Imaging risk tools, however, found conflicting results when the presence of a left
atrial thrombus was assessed, and there was insufficient evidence to support conclusions
regarding the predictive ability of the presence of a left atrial thrombus. Among
the tools for predicting risk of major bleeding and ICH, there was a suggestion that
HAS-BLED is the best score for predicting major bleeds in patients on warfarin, although
it only has modest prediction abilities. However, the majority of studies for other
patient scenarios showed no statistically significant differences in predictive accuracy
among tools.
Findings in Relation to What is Already Known
Findings in Relation to What is Already Known
ESC guidelines recommend using the CHA2DS2VASc score, and AHA guidelines recommend using the CHADS2 or CHA2DS2-VASc to categorize thromboembolic risk when making treatment decisions in patients
with AF.[98] Additionally, recent American College of Clinical Pharmacy (ACCP), Australian and
New Zealand (ANZ), and Asia Pacific Heart Rhythm Society (APHRS) guidelines endorse
using the CHA2DS2-VASc score (excluding sex in the calculation under ACCP and ANZ guidelines) to identify
low-risk patients that can be excluded from anticoagulation.[99]
[100]
[101] In the current CER, we found that of the available risk scores, the CHADS2 and CHA2DS2VASc scores are the most commonly studied and that the CHADS2, CHA2DS2-VASc and ABC risk scores appeared to be similar and to have the highest predictive
ability for stroke events. While some studies have explored the inclusion of biomarkers
in stroke risk scores such as the ABC stroke risk score, and preliminary evidence
supports the ABC score being comparable to CHADS2 and CHA2DS2-VASc, the experience with ABC is limited and more data are needed on the contribution
of these and other biomarkers to the overall risk assessment. Further, few comparisons
of the ABC score in predicting thromboembolic risk have been completed in ‘real-world’

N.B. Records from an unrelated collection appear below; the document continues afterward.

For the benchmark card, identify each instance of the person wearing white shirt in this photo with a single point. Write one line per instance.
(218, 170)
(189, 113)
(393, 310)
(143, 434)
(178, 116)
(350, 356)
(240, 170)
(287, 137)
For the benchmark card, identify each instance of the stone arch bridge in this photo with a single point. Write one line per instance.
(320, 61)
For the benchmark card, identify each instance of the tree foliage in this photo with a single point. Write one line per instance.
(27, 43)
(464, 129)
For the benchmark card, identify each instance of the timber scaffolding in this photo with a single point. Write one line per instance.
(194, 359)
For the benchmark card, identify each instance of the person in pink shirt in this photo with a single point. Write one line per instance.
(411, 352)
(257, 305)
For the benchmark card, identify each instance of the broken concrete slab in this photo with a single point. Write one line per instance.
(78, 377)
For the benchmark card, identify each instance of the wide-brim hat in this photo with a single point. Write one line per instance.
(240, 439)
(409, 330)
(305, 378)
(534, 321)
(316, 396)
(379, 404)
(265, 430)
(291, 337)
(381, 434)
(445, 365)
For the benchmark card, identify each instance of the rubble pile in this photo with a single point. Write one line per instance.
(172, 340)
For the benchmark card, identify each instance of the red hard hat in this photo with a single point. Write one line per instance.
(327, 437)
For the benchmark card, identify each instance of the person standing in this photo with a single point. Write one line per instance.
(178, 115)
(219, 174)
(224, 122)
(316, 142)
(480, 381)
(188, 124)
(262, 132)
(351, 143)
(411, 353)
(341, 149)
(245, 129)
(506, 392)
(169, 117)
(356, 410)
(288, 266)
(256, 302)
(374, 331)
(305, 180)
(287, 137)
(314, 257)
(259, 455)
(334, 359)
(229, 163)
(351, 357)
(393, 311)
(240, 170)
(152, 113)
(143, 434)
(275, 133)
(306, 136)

populations, which may better clarify its predictive ability.[102]
In predicting bleeding risk, our review found limited evidence favouring the HAS-BLED
risk score based on two studies demonstrating that it has a significantly higher predictive
ability for major bleeding events than other scores among patients on warfarin. The
majority of studies, however, showed no statistically significant differences in prediction,
which reduced the strength of evidence. Recent evidence suggests that inclusion of
time to therapeutic range (TTR), included in the HAS-BLED score, might enhance the
predictive ability of other bleeding scores.[54]
[87] Bleeding risk scores are not included in the most recent AHA/ACC guideline recommendations
on AF, and they are generally not used to decide whether to prescribe an oral anticoagulant
to individual patients. However, bleeding risk scores may inform shared decision-making
discussions of the risks of stroke and bleeding incorporating patients' values and
preferences. As more data on stroke and bleeding risk scores emerge, it is possible
that improvement in the tools and methods for risk stratification of both stroke and
bleeding will be important to better individualize treatment using different oral
anticoagulants in patients with AF.
Limitations of the Evidence Base and the Comparative Effectiveness Review Process
Limitations of the Evidence Base and the Comparative Effectiveness Review Process
Comparisons across studies were difficult due to varying categorical arrangements
of stroke risk scores, inter-study differences in approach to calculating some of
the bleeding risk scores, limited comparison of bleeding risk scores across populations,
heterogeneous patient populations and the variability in treating patients with anti-platelets
and oral anticoagulants. It is known that risk scores correlate to differing event
rates based on patient setting and treatment, such as whether they are in a clinical
trial or in the outpatient setting, which further added to between study event rate
discrepancies.[103] Additionally, there was inconsistency among individual studies in reporting measures
of calibration, strength of association and diagnostic accuracy. While the nature
of a meta-analysis precludes the ability to directly account for individual study-level
bias, we were able to carefully assess for risk of bias, consistency, directness,
precision and strength of evidence as outlined by best practice guidelines in systematic
review methodology.
Further, our conclusions may be limited by the limitations in the development and
validation of risk scores. Specifically, although many of the studies use clinical
data sources to derive or validate these risk scores, some studies relied on billing
data and institutional electronic medical records to identify patients with AF and
co-morbidity information, which could under-estimate stroke risk due to lack of clinical
adjudication of events. Likewise, lack of validated results or common event definitions
for the endpoints of thromboembolism and bleeding could have under-estimated the performance
of these risk scores. Additionally, lack of standard definitions for co-morbidities
such as heart failure, diabetes mellitus and hypertension could also lead to discrepancies
across studies validating the various risk scores. Moreover, our review included both
ambulatory and hospitalized patients, which inherently introduces bias in comparing
studies and results in heterogeneity with regards to stability of covariates, concomitant
medications, stroke inducing procedures, etc.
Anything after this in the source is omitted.